I’m not sure if anyone else’s brain works this way, but my brain seems to have 2 opposing versions of itself that have conversations inside my brain. Have I lost you? Let me explain…
The other day I woke up crazy tired after 3 nights of restless sleep. Below is the adult version of me telling the kid version of me what’s up.
Kid me: I’m so tired. Let’s have coffee today!
Adult me: No. You had coffee yesterday and if you have coffee again today you have no chance of sleeping tonight.
Kid me: But I’m so tired. What if I just have a little? It’s only like 8am. That should be totally ok.
Adult me: No. You can’t have coffee. Get in the shower. You have to get ready for work.
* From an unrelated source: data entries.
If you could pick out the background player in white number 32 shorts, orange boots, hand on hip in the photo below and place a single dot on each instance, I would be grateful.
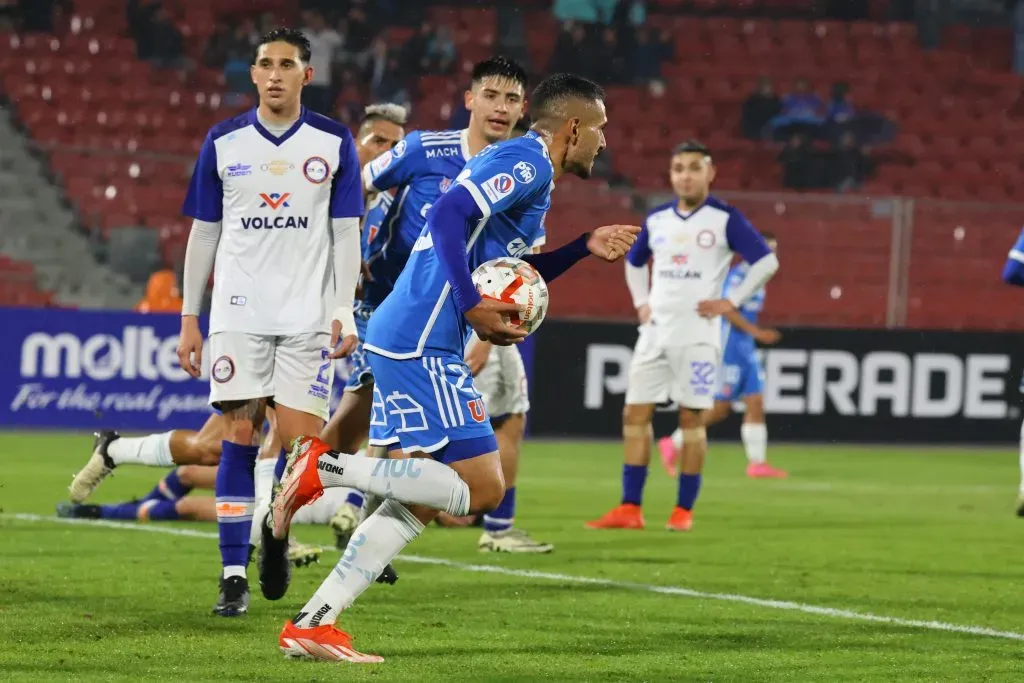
(692, 242)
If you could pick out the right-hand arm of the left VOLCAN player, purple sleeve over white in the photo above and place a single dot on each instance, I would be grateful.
(347, 211)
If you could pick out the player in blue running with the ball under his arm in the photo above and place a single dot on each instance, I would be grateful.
(426, 409)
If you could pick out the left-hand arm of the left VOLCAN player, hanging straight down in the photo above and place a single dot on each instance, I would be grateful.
(205, 204)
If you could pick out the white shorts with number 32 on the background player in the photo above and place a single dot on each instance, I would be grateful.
(685, 374)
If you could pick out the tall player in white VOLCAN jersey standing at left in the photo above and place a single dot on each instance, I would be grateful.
(276, 202)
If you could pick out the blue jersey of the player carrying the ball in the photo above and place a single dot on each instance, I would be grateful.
(511, 185)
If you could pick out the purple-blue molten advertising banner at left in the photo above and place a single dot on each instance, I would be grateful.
(89, 370)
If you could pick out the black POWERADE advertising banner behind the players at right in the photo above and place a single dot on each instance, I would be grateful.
(821, 386)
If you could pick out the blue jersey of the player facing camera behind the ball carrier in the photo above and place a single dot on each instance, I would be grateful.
(419, 169)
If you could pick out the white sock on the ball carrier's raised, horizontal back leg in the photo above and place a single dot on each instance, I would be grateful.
(413, 481)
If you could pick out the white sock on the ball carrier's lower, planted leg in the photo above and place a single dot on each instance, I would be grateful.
(375, 543)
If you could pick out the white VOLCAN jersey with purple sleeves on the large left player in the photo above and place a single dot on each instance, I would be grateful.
(275, 198)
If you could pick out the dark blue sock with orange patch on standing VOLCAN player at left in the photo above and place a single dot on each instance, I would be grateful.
(236, 490)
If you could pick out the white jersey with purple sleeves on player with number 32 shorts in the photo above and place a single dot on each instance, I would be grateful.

Stop complaining.
Kid me: Ok, well if I can’t have coffee can I stop for a donut on the way to work?
Adult me: No! You can’t have a donut. What are you, 7? You need real breakfast. You are having eggs.
Kid me: Ok, how about cereal? Can I have cereal instead of eggs?
Adult me: *rolls metaphorical eyes…no…you will have eggs. You like eggs. They are good for you and if you have a donut you will just want more sugar, you will be hungry all day and you will continue to make bad choices and likely drink coffee too.
Kid me: But come on. I’m so tired and everything sucks. I want coffee. And a donut. And I don’t want to work on emails today either. I wanna play dinosaurs with Pico!!! YEAH!!!! DINOSAURS AND PANDAS!!! YAY!
*I continue to get ready and not play dinosaurs but begrudgingly and slowly.
Adult me: Great. Now we are late. You took too long getting ready. I guess cereal is the best option at this point, but no coffee!
and then on my way to work I stop and get coffee because the adult version of me is terrible at keeping the kid me in line and all of a sudden I’m super grateful I don’t have any actual kids.
I find it fascinating that I have this internal dialog that seems to come from competing sides of an argument. I guess I’m just glad there aren’t any more versions in there than 2. Does anyone else experience thought like this?